College costs have risen dramatically over the past few decades. For the 2014/2015 school year, the average tuition costs, including room and board, at four-year institutions was $23,600 per year. The standard deviation for those tuition costs was $6,023, and this tuition data seems to follow a normal probability distribution. Find the probability that a randomly selected four-year school has an annual cost between $25,000 and $30,000.

Answer 1

0.2644

Step-by-step explanation

The tuition costs is a random variable X normally distributed with a mean of $23600 and a standard deviation of $6023.

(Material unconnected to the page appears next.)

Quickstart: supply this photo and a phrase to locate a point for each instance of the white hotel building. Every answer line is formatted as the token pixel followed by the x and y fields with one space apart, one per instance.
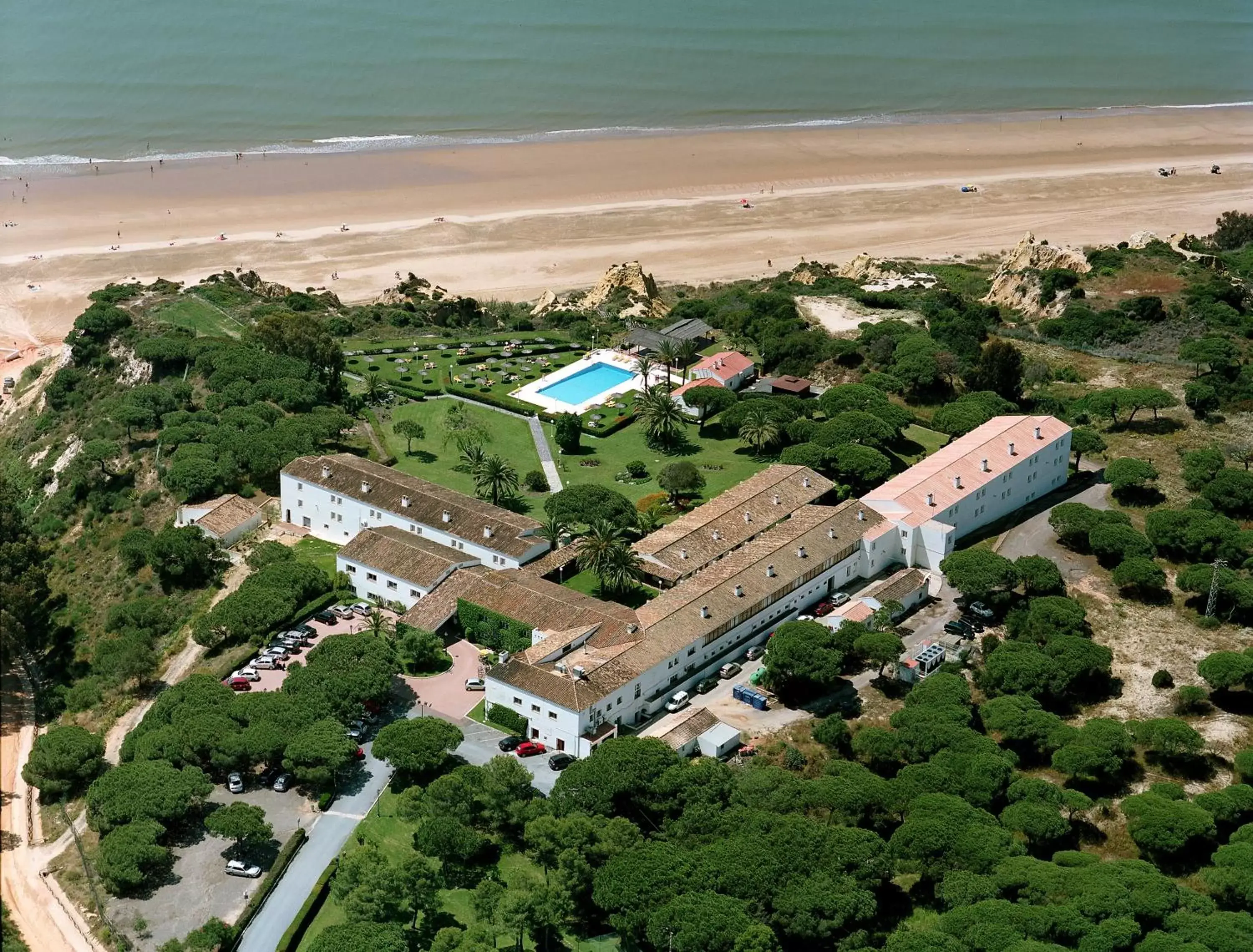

We have to find the probability that a randomly selected college has an annual cost between $25000 and $30000. This is,

`P(25000\lt X\lt30000)`

Using the standard normal distribution formula,

`Z=(X-\mu)/(\sigma)`

We have,

`P(25000\lt X\lt30000)=P\left((25000-23600)/(6023)\lt(X-\mu)/(\sigma)\lt(30000-23600)/(6023)\right)=P(0.23\lt Z\lt1.06)`

Now, we have to look up these z-values in a z-score table. These tables show the area under the standard normal curve to the left of each z-score - i.e. they show the probability that Z is less than that value. So, to find this probability we have to separate each interval and use a complement,

So we have,

`P(0.23\lt Z\lt1.06)=P(Z\lt1.06)-P(Z\lt0.23)`

These z-scores in a z-table are,

So the probability is,

`P(25000\lt X\lt30000)=P(Z\lt1.06)-P(Z\lt0.23)=0.8554-0.5910=0.2644`

Hence, the probability that a randomly selected college will have an annual cost between $25000 and $30000 is 0.2644.